Depending on the kind, track cranes can be arranged to fit its surroundings, as to increase efficiency and productivity. The bottom flange (the hardware used to create secure connections when conjoining sections of pipes, tubes and other materials in transmission equipment) of many kinds of track cranes are unlike normal flanges, in that it has a raised tread suitable for rolling purposes.
This design is intended for high-repetition operations, such as in most factories. A track crane is preferred for its precision, as well as its durability, and can handle both light and heavy loads for many years. The surface on the raised treads of the flange allows the crane to roll with ease.
Because of this type of track crane’s free-running trolley, heavy, awkward items can be moved quickly and easily. Additionally, depending on the number of runways a particular track crane has, transport can happen throughout a very large space, as well as lift and position loads in otherwise extremely inaccessible areas, such as between pillars and columns.
A variety of components in certain track cranes allow control of route, so as to better fit with the structural elements of a workspace. These kinds of track cranes can be mounted on walls or pieces of machinery, and can typically be dismantled and re-erected. Many track cranes are suspended overhead, which is appropriate for efficient handling and positioning of goods.
Suspended track cranes decrease horizontal pressures and offer protection from bending strains. In addition, the height of a suspended track crane can be easily adjusted via threaded suspension rods and ball joint heads.
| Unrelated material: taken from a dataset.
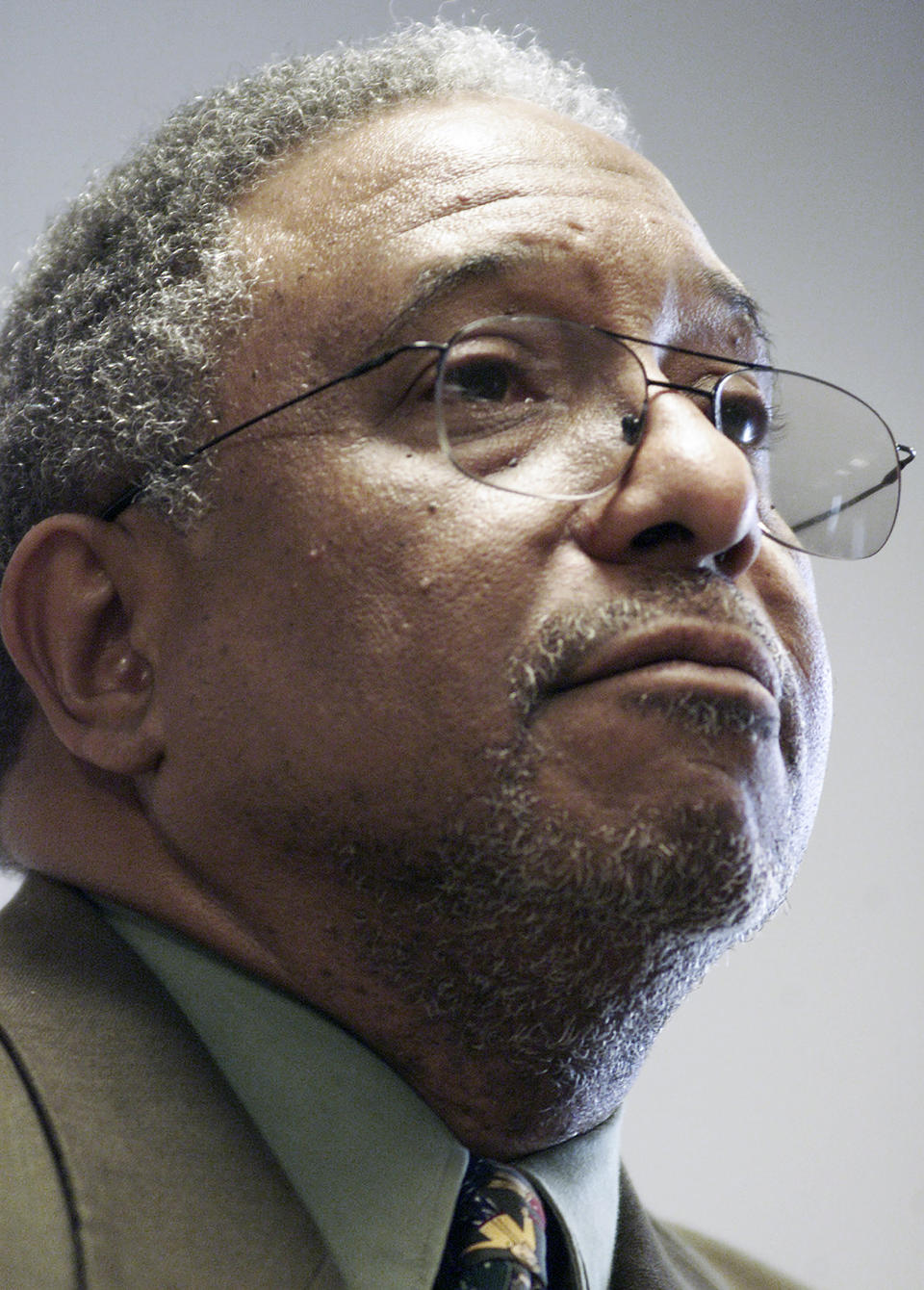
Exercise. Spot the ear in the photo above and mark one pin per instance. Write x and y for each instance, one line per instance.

Such track cranes are similar to bridge cranes and both are used in many workplaces, like factories, warehouses and store yards, where heavy equipment and supplies are regularly moved from one place to another.
Because track cranes generally do not rely on independent energy sources, like batteries or natural gas reservoirs, they, like bridge cranes, are a faster, cheaper and more efficient alternative to other transport tools, like fork-lifts and hi-lows.